Seriously. Decent. Unpretentious.
When I think about Jonathan Haber, who died An unexpected heart attack last week are the first words that come to mind.
Jonathan, who wrote columns for EdSurge among his many pursuits was a great thinker, both in education and in life.
Recent author of the book Critical thinkinga topic of great interest to him, Haber made significant contributions to various important educational projects.
He co-founded SkillCheck, a provider of appraisal solutions and insightful design, given today’s lack of qualifications, which he later sold. Among other classes related to education, Jonathan consulted with HarvardX; was a founding member of the Woodrow Wilson Graduate School of Teaching and Learning, which is reinventing teacher training; and helped pedestrian crossing tens of thousands of math and English standards in different states for the IMS Global Learning Consortium CASE Network.
Most recently, I linked Jonathan to my friend and co-author on paper. “Failure of the Faculty of Law”, Vilanova law professor Michelle Piston to help her with educational design for The online program she has now launched is related to immigration training for lawyers.
I knew that Jonathan would succeed – and the result would be a wonderful partnership. And it was easy logistically because Jonathan was my friend and neighbor here in Lexington, Massachusetts.
Jonathan was incredibly proud of his two sons. When I came to the conclusion that much more students should take one year in my book Choosing a collegeof which Jonathan gave an early review, he proudly informed me that one of his sons was on holiday a year – and Jonathan loved to inform me of that year of discoveries while walking the Minuteman bike path.
These updates were not just a compliment to proud parents. These were updates from a man who pondered deeper questions about how the world works. He sincerely tried to understand the trends, currents and causality.
During our conversations or at a meal with husband and wife, I never heard Jonathan say anything negative about another person, even if there was something to say.
And he was quite unpretentious – so much so that I think it was often easy for others to underestimate his vast talents and contributions.
Jonathan helped me to understand much more deeply the field of critical thinking – and how best to teach it. He shared with me his frustration with the lack of rigor in teaching critical thinking and what he considers an “osmotic” way of teaching. More importantly, he wanted to do something about it and was constantly looking for the best way to influence.
As a sign of his bigotry in helping people think critically, he wrote about how to help people better recognize political arguments as voters and how we can improve the level of discourse in our country.
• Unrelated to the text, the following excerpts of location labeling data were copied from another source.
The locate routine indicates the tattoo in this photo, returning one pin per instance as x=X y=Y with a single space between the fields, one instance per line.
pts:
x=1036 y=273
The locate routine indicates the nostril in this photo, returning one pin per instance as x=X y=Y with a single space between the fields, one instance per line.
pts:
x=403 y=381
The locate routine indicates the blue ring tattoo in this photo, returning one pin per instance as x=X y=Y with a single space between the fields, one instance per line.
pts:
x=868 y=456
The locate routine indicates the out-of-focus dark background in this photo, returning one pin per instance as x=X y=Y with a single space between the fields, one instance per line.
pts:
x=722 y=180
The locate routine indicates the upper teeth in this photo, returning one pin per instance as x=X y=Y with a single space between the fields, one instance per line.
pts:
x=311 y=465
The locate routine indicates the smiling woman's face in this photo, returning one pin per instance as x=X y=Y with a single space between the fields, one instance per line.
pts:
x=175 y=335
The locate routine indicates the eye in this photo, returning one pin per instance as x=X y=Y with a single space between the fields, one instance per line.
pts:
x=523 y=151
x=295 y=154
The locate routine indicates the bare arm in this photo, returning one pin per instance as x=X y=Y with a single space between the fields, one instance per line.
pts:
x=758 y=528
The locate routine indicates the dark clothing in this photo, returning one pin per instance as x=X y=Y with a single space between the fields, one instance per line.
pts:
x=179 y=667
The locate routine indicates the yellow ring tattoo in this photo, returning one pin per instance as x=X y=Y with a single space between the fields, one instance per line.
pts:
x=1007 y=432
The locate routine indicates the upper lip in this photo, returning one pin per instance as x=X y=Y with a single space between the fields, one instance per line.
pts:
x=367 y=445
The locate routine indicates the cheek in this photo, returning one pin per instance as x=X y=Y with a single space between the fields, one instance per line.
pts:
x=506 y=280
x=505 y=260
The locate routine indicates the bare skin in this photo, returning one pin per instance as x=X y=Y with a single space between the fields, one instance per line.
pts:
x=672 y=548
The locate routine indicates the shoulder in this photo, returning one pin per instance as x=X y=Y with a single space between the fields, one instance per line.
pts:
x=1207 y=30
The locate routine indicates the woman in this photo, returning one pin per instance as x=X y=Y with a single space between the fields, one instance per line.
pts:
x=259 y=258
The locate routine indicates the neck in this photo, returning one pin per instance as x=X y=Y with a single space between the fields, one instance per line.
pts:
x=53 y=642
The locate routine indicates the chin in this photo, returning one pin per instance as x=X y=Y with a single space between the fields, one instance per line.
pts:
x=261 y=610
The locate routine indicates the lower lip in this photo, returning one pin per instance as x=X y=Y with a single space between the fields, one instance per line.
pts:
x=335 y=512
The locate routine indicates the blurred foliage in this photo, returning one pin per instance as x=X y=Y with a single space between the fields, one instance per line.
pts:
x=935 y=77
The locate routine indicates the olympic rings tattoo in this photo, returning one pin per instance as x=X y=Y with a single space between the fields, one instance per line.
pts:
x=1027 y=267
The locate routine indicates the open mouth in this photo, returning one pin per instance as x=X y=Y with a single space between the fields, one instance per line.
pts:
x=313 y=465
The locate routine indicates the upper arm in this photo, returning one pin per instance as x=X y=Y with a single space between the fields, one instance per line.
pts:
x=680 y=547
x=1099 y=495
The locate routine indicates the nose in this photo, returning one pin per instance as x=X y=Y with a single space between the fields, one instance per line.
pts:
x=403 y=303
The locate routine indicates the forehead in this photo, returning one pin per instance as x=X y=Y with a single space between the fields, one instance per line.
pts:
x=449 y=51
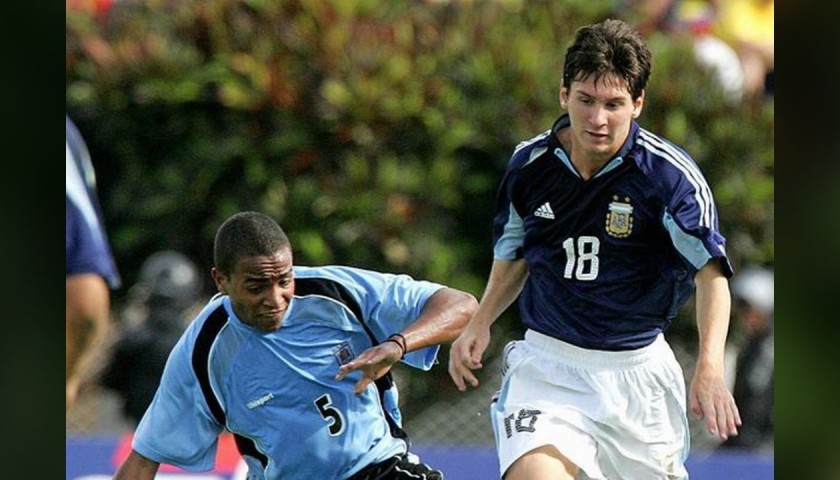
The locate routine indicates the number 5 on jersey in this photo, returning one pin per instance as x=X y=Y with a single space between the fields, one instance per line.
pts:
x=330 y=414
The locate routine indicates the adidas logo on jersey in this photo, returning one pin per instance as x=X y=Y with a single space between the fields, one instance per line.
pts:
x=545 y=211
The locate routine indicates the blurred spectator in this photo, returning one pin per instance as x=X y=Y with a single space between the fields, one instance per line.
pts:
x=748 y=25
x=90 y=269
x=159 y=308
x=698 y=21
x=753 y=308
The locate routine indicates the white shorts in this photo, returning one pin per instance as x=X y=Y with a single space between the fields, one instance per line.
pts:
x=613 y=414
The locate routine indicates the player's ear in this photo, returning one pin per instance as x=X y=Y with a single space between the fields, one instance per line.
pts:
x=638 y=104
x=219 y=279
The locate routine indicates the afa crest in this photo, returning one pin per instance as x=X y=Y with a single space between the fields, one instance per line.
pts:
x=620 y=218
x=343 y=353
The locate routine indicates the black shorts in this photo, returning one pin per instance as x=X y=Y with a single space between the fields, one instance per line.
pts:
x=397 y=468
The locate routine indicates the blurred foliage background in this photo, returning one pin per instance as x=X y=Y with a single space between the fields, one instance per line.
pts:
x=375 y=132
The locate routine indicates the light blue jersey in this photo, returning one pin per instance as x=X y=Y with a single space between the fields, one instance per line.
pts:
x=276 y=392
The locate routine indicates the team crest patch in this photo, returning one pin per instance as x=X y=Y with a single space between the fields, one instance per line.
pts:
x=620 y=218
x=343 y=353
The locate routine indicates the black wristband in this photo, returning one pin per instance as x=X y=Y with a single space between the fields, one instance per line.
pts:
x=399 y=339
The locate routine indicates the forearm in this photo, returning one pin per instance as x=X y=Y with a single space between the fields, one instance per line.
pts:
x=137 y=467
x=442 y=319
x=87 y=311
x=713 y=309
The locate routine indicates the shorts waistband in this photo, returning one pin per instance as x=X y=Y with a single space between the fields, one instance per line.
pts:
x=586 y=358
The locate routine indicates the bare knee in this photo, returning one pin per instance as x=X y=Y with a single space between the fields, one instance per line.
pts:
x=543 y=462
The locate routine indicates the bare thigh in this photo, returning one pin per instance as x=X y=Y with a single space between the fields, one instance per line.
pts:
x=542 y=463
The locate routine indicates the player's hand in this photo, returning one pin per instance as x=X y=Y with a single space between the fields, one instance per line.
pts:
x=465 y=355
x=373 y=362
x=712 y=402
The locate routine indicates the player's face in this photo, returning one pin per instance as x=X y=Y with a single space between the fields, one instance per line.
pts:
x=260 y=289
x=601 y=114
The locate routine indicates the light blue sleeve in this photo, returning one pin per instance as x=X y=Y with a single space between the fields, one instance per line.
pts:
x=178 y=428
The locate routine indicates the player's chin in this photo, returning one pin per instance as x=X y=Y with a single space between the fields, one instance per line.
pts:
x=270 y=324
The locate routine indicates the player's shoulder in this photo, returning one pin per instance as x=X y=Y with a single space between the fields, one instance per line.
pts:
x=664 y=160
x=527 y=150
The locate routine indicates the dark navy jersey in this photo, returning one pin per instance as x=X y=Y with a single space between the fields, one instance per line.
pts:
x=613 y=258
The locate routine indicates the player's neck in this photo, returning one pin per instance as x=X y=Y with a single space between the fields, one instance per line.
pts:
x=585 y=163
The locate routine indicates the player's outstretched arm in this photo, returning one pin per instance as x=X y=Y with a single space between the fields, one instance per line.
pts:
x=137 y=467
x=507 y=277
x=443 y=317
x=709 y=397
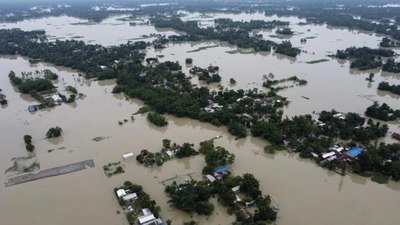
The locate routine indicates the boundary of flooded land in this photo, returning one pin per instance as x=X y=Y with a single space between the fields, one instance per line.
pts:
x=56 y=171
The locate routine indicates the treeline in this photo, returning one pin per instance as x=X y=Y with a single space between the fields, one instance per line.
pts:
x=365 y=58
x=32 y=85
x=382 y=112
x=94 y=60
x=385 y=86
x=387 y=43
x=235 y=33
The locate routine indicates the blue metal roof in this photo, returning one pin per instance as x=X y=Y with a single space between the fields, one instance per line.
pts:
x=355 y=152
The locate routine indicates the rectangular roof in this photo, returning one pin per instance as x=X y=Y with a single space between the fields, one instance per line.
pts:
x=130 y=197
x=355 y=152
x=146 y=218
x=221 y=169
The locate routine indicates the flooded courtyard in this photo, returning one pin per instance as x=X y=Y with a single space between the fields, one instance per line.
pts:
x=306 y=193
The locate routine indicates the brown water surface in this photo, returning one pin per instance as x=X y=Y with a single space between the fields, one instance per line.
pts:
x=306 y=194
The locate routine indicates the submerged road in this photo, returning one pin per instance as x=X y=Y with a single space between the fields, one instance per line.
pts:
x=50 y=172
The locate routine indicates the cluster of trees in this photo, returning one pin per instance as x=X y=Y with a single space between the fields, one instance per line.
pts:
x=391 y=66
x=206 y=77
x=28 y=86
x=157 y=119
x=145 y=201
x=364 y=58
x=384 y=159
x=285 y=48
x=3 y=100
x=54 y=132
x=271 y=83
x=186 y=150
x=386 y=43
x=235 y=33
x=385 y=86
x=285 y=31
x=215 y=156
x=150 y=159
x=191 y=197
x=250 y=188
x=28 y=142
x=382 y=112
x=94 y=60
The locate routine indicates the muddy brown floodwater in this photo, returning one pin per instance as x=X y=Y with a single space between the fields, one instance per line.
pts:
x=306 y=193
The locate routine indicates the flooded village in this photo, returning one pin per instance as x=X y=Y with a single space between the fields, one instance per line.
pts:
x=113 y=164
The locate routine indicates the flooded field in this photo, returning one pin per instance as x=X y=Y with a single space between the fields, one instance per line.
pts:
x=65 y=27
x=306 y=194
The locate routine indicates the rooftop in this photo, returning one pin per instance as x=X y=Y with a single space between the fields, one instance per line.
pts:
x=355 y=152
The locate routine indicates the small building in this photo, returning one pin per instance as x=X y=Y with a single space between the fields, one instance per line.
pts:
x=355 y=152
x=396 y=136
x=327 y=155
x=210 y=178
x=130 y=197
x=32 y=108
x=121 y=193
x=56 y=98
x=221 y=172
x=351 y=155
x=146 y=218
x=127 y=156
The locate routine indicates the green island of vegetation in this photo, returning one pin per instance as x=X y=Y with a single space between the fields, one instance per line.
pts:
x=252 y=207
x=28 y=143
x=157 y=119
x=168 y=90
x=284 y=31
x=227 y=30
x=167 y=152
x=382 y=112
x=136 y=203
x=270 y=83
x=387 y=43
x=112 y=169
x=202 y=48
x=365 y=58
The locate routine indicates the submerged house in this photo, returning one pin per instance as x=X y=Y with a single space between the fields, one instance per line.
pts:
x=352 y=154
x=148 y=218
x=396 y=136
x=220 y=172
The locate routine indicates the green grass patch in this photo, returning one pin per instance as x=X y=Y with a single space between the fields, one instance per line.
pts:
x=317 y=61
x=379 y=178
x=202 y=48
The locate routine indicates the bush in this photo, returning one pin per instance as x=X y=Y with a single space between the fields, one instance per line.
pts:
x=189 y=61
x=27 y=139
x=157 y=119
x=71 y=89
x=30 y=147
x=54 y=132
He launched LogicCheck– like the facts that are so popular in newspapers today. And he gave me a couple of copies of his book on voter criticism, which may have been a good idea that I needed to learn myself.
A few days before I learned of Jonathan’s death, I read in the local news about a local project his wife, Carolyn, was working on, and realized I needed to contact him to announce that my upcoming book, From Reopen to Reinventmuch is quoted from his work in the third chapter.
I also thought about how he invited my whole family over for dinner. Due to the warming weather and the deepening of our understanding of COVID, I thought that perhaps we would finally be able to accept it to his generous offer.
At Jonathan’s funeral, the rabbi said that Jonathan’s sons, Eli and Benjamin, had learned to argue skillfully with their father. They emailed him essays with evidence to back up their arguments. Jonathan returned the volley in the same way, with full respect for their point of view.
Although I do not promise to follow this example, I will try to live in his spirit: deliberately teach my daughters the skills of critical thinking – and respect not only their position, but also the intellectually and emotionally capable people they are.